Category: Buffy the Vampire Slayer (TV), Touching Evil (US)
Genre: Gen
Language: English
Status: Completed
Published: 2004-05-18
Updated: 2004-05-18
Packaged: 2021-02-28 23:28:12
Rating: General Audiences
Warnings: No Archive Warnings Apply
Chapters: 1
Words: 584
Publisher: archiveofourown.org
Story URL: https://archiveofourown.org/works/23235466
Author URL: https://archiveofourown.org/users/jo_anne_storm/pseuds/jo_anne_storm
Summary: Faith goes home.  Crossover with Touching Evil





	That House Over There

**Started:** 9:24

She’d come here every day for a week, lurking in the shadows and watching the old man putter around the house. The old lady down the street had almost called the cops on her.

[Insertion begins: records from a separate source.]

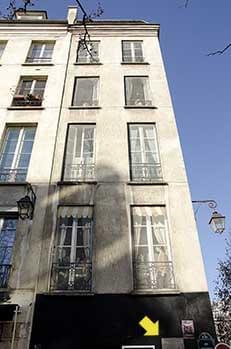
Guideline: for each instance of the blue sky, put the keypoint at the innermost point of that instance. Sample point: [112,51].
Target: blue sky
[200,88]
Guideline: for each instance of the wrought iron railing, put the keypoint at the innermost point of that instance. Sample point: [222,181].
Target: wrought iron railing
[26,101]
[13,175]
[4,275]
[79,172]
[153,275]
[38,59]
[7,328]
[71,277]
[146,172]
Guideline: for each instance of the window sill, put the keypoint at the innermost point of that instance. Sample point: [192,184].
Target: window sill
[80,182]
[155,292]
[147,183]
[135,63]
[140,107]
[96,63]
[84,107]
[37,64]
[12,184]
[26,108]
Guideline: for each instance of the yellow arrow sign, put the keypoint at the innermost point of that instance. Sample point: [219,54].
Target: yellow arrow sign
[151,328]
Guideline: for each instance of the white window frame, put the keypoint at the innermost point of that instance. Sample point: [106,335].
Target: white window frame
[40,57]
[17,152]
[90,59]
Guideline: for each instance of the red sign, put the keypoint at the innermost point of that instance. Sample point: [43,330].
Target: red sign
[222,346]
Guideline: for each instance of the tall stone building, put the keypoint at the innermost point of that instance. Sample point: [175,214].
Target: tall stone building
[112,240]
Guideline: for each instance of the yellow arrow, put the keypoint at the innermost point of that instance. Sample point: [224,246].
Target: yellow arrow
[151,328]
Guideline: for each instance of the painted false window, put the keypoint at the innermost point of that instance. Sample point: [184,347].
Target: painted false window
[86,92]
[80,153]
[153,267]
[40,52]
[88,53]
[7,238]
[2,47]
[132,52]
[16,153]
[29,92]
[72,265]
[144,154]
[137,91]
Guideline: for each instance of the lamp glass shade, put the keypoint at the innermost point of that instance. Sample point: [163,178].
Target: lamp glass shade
[25,207]
[217,222]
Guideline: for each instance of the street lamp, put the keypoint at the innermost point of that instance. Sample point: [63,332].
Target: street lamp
[26,204]
[217,221]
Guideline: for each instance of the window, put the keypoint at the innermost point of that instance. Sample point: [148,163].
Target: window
[137,91]
[80,153]
[2,47]
[29,92]
[89,54]
[40,52]
[144,155]
[152,261]
[132,51]
[71,269]
[15,154]
[7,238]
[86,92]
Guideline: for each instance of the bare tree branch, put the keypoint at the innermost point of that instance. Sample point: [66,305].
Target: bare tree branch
[219,52]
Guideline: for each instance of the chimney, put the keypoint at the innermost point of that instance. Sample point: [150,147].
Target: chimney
[72,14]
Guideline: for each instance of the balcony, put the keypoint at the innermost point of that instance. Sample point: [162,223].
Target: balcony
[80,172]
[71,277]
[146,172]
[27,101]
[4,275]
[13,175]
[153,276]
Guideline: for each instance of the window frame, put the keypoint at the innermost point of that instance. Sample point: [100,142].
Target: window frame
[65,151]
[73,106]
[90,60]
[151,180]
[133,60]
[168,248]
[149,94]
[39,60]
[19,146]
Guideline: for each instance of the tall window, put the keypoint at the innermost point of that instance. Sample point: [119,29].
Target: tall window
[73,251]
[7,237]
[80,153]
[152,259]
[132,51]
[86,92]
[88,53]
[29,91]
[40,52]
[2,47]
[144,155]
[15,154]
[137,91]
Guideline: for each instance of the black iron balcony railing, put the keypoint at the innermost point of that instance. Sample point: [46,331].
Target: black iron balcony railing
[153,275]
[27,101]
[71,277]
[38,59]
[4,275]
[79,172]
[13,175]
[146,172]
[9,328]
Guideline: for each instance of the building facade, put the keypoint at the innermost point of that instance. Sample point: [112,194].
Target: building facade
[113,237]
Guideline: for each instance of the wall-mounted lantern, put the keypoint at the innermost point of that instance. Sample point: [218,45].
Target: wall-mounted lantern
[26,204]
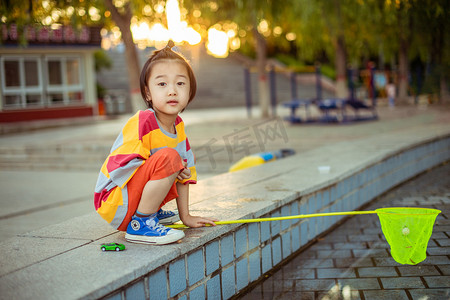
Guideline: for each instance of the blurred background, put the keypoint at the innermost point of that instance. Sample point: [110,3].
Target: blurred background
[82,58]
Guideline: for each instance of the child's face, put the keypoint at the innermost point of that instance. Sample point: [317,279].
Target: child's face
[169,87]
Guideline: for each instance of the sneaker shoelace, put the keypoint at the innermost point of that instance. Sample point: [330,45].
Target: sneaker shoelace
[153,224]
[165,213]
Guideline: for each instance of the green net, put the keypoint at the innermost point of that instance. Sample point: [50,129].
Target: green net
[407,230]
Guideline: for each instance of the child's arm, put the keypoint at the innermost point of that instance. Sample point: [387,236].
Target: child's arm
[183,209]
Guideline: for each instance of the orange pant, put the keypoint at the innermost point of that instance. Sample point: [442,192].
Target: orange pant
[159,165]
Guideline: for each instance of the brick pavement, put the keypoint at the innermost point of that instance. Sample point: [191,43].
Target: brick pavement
[353,261]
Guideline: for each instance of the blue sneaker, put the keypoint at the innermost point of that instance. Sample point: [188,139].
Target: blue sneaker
[149,231]
[167,217]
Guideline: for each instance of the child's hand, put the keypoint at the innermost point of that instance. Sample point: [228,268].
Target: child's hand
[195,221]
[185,173]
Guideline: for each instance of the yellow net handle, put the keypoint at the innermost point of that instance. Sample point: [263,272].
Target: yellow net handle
[281,218]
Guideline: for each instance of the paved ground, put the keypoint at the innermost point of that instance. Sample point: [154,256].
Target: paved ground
[354,262]
[48,175]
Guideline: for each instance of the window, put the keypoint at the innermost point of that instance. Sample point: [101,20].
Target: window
[33,81]
[21,83]
[64,80]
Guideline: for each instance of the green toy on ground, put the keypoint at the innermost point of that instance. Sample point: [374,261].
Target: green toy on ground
[112,247]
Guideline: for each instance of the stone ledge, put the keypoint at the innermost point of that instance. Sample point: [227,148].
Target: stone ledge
[65,261]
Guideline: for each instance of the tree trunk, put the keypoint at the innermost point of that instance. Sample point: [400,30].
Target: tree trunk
[444,94]
[403,73]
[341,69]
[263,84]
[123,21]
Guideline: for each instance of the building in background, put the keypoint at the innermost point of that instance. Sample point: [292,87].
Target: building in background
[49,75]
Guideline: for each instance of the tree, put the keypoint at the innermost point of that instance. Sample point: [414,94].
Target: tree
[248,15]
[122,16]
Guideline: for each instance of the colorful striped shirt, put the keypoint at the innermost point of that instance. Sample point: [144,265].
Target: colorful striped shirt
[139,139]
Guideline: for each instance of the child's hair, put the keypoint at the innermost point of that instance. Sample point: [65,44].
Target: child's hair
[165,53]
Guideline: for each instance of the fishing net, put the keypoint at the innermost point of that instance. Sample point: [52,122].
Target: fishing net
[407,230]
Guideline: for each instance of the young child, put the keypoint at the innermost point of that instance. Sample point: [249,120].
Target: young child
[151,161]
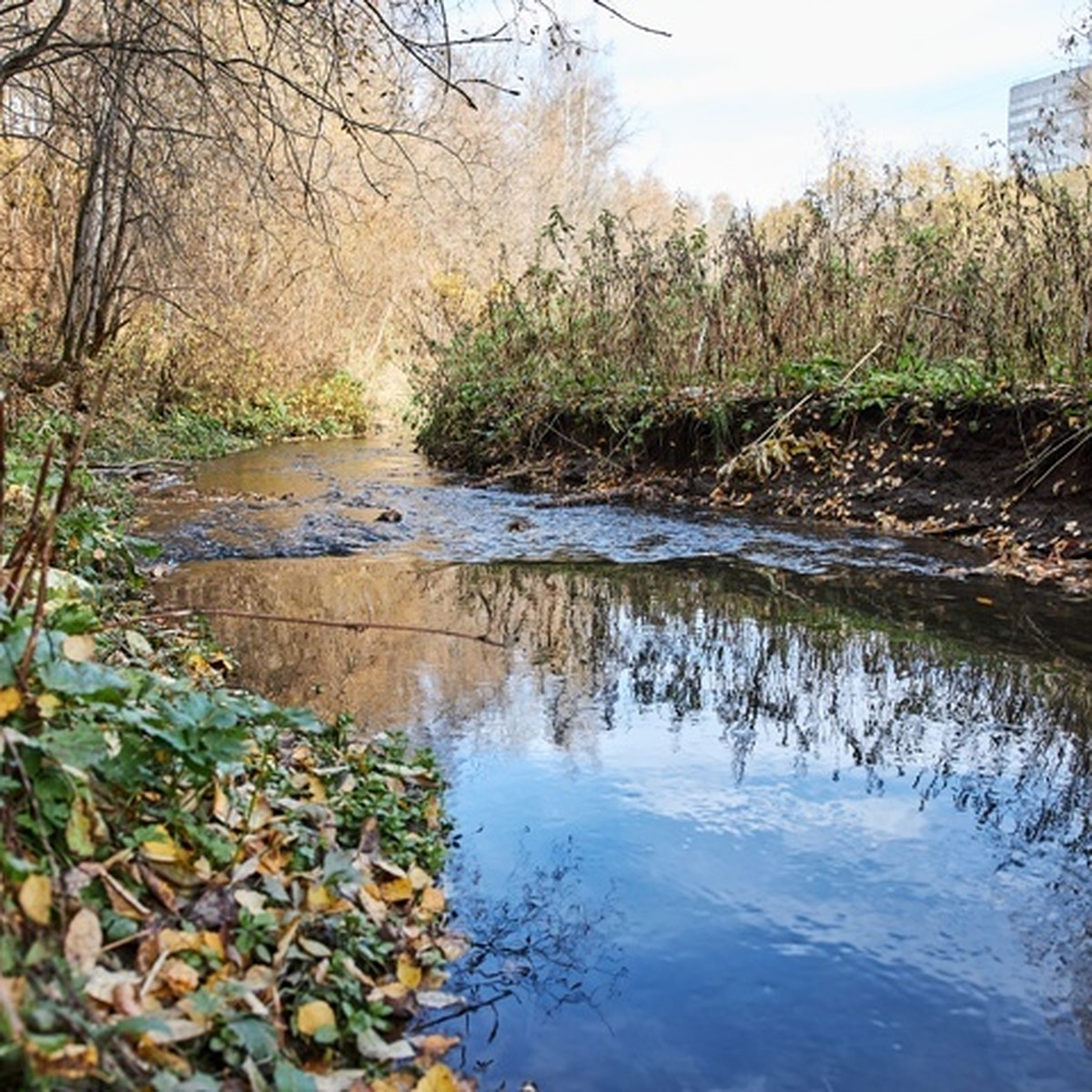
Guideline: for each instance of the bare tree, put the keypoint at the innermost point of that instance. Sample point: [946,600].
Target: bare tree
[157,104]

Dorchester was jumpy, plagued by a serial killer who was striking too close to home.

She didn’t worry about the killer, though. He’d get what was coming to him. All killers did, she should know. That’s perhaps why she never went up to the neatly painted door. He had repainted it on Monday. What was she supposed to say? “Hi, Pops, I’m home.” Probably give the old bastard a heart attack.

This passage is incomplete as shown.